Linda Goes East: Cheongju
Being part of a Korean family means also being part of a big Buddha’s Birthday tradition. My fiancé and I live in Cheongju and his family always visits the beautiful Songnisan National Park for Buddha’s Birthday. Just as many Koreans, they love being outdoors and are always in for a good hike. My favorite part of the holiday isn’t the hike, though. What I enjoy most about Buddha’s Birthday in Songnisan are the great celebrations at the major temple called Beopjusa. Here, hundreds of people get together for free bibimbap and are part of an entertainment program with singers, dancers and offerings to Buddha. All over the beautiful temple area, you can also take part in various activities, such as Korean calligraphy or making a traditional lamp. If you’re looking for a local Korean Buddha celebration at a prestige national park for one of the biggest holidays in the country, come to Songnisan and you will not be disappointed!
Roam With John: Daegu
For Buddha’s birthday weekend this year, I decided to visit the famous temples in South Korea to celebrate. My first stop was in Daegu because I heard that there was going to be floating lanterns.
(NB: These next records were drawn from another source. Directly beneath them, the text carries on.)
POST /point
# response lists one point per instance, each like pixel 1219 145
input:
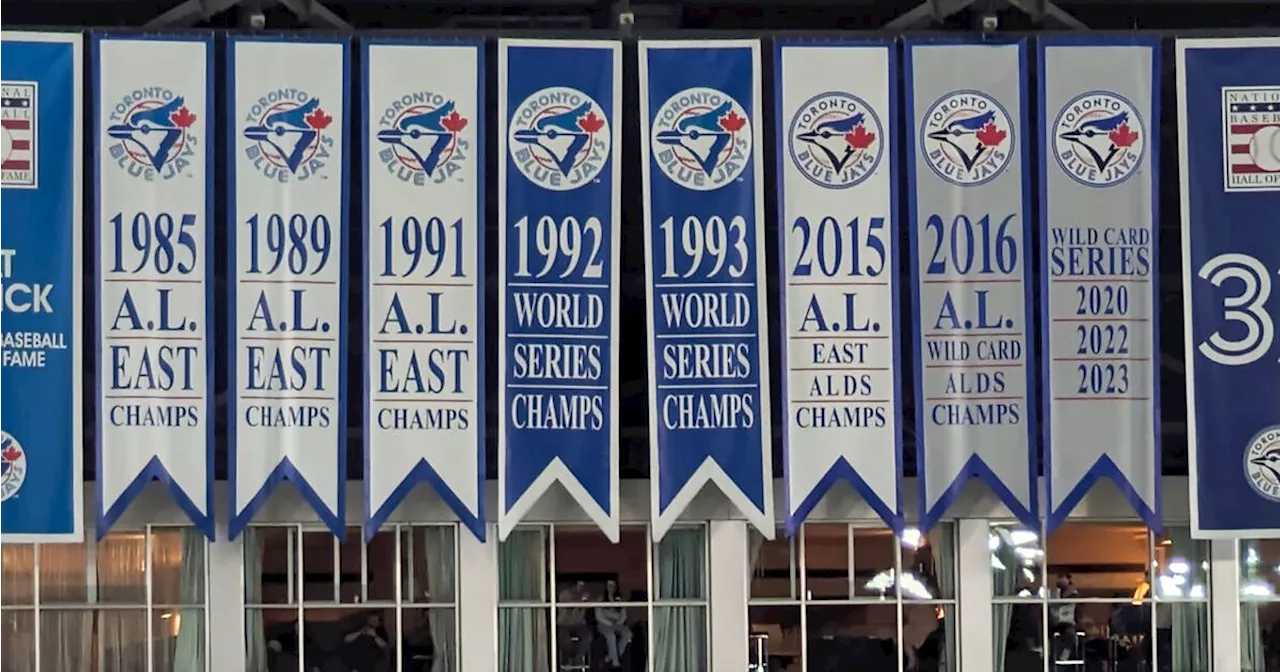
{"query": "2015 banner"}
pixel 839 254
pixel 1098 110
pixel 424 275
pixel 972 306
pixel 1229 158
pixel 41 319
pixel 289 103
pixel 560 220
pixel 704 260
pixel 155 306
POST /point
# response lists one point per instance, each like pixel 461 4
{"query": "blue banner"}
pixel 41 320
pixel 1229 158
pixel 704 260
pixel 558 257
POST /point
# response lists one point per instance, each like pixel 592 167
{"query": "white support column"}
pixel 973 595
pixel 730 583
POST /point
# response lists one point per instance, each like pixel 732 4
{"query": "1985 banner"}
pixel 41 320
pixel 970 234
pixel 424 275
pixel 155 310
pixel 287 236
pixel 704 260
pixel 839 259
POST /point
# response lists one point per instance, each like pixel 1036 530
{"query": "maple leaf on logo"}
pixel 318 119
pixel 590 123
pixel 1123 136
pixel 991 135
pixel 182 118
pixel 859 138
pixel 455 122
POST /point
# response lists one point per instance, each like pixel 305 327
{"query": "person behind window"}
pixel 612 624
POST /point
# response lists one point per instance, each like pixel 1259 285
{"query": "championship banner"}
pixel 154 101
pixel 424 277
pixel 972 307
pixel 837 254
pixel 1229 158
pixel 704 260
pixel 560 223
pixel 1100 334
pixel 41 296
pixel 289 101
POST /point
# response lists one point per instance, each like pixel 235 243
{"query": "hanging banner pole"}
pixel 1098 108
pixel 839 257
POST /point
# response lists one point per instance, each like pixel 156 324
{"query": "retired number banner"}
pixel 704 261
pixel 1229 159
pixel 970 234
pixel 560 220
pixel 839 254
pixel 154 181
pixel 288 105
pixel 41 320
pixel 424 277
pixel 1098 283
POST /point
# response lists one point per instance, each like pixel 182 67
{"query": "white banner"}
pixel 154 105
pixel 424 277
pixel 288 306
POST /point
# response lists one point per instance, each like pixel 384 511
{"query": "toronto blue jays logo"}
pixel 421 136
pixel 967 137
pixel 151 133
pixel 836 140
pixel 13 466
pixel 287 128
pixel 702 138
pixel 1098 138
pixel 560 138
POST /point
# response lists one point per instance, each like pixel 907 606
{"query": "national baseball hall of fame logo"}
pixel 560 138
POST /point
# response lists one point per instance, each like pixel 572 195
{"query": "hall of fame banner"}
pixel 41 318
pixel 288 104
pixel 704 263
pixel 1229 165
pixel 972 302
pixel 560 220
pixel 424 275
pixel 152 170
pixel 837 254
pixel 1100 328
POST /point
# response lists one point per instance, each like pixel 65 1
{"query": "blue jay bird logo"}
pixel 967 137
pixel 1098 138
pixel 702 138
pixel 835 140
pixel 560 138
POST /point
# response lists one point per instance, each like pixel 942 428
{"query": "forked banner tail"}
pixel 560 223
pixel 1098 137
pixel 704 261
pixel 288 105
pixel 155 307
pixel 972 304
pixel 424 275
pixel 837 252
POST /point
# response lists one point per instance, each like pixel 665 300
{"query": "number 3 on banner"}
pixel 1247 307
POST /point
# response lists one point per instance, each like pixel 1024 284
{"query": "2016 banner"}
pixel 155 306
pixel 1229 156
pixel 704 260
pixel 287 241
pixel 560 106
pixel 970 234
pixel 41 319
pixel 424 275
pixel 1098 108
pixel 839 259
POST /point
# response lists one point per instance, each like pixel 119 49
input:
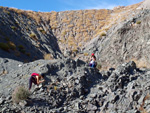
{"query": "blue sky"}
pixel 63 5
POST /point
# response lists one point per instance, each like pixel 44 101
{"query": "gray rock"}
pixel 23 104
pixel 1 100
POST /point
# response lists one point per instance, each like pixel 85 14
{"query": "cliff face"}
pixel 126 41
pixel 68 30
pixel 21 38
pixel 145 4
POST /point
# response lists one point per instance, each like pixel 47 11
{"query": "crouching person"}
pixel 36 79
pixel 92 60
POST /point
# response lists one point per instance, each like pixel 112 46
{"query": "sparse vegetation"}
pixel 48 57
pixel 14 28
pixel 33 36
pixel 103 34
pixel 11 45
pixel 99 66
pixel 4 46
pixel 138 22
pixel 86 54
pixel 20 93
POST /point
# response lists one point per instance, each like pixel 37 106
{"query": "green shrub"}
pixel 33 36
pixel 20 46
pixel 14 28
pixel 20 93
pixel 28 54
pixel 4 46
pixel 103 34
pixel 86 54
pixel 138 22
pixel 12 45
pixel 7 39
pixel 99 66
pixel 22 51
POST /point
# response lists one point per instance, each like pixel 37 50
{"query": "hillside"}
pixel 58 45
pixel 21 38
pixel 72 29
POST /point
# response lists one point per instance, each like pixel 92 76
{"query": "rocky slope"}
pixel 126 41
pixel 21 38
pixel 71 86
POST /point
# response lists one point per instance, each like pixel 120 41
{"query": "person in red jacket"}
pixel 36 79
pixel 92 60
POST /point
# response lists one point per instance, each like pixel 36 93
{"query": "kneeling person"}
pixel 36 79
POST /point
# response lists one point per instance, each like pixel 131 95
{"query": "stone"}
pixel 91 107
pixel 23 103
pixel 2 100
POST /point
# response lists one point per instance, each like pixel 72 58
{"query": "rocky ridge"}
pixel 72 86
pixel 126 41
I arrived at the Daegu Tower and wait with thousands of people in attendance. Some people registered for a lantern but unfortunately, I was didn’t register. However, I was able to film the release of the lanterns and the sky was lit with beautiful glow of lights.
Roam with John: Busan
My last stop for the weekend is in Busan where I visited Haedong Yonggunsa and Samgwangsa Temple. Haedong Yonggunsa is known as the seaside temple. You can enjoy a panoramic view of the temple and the sea if you walk up the stairs. Samgwanga is a photographer’s dream to visit during this weekend. This temple is filled with lanterns and the city of Busan is in the background.
I really enjoyed my time at these temples. It was definitely a sight to see. I would recommend visiting any of these famous temples and checking out the lantern parades.
Throughout his life, the prince lived selflessly and helped others. We can all learn from his example and be kinder to everyone 365 days a year. In the meantime, it’s fun to enjoy the brightly colored lanterns that adorn the sidewalks and give a breath of spring to everyone.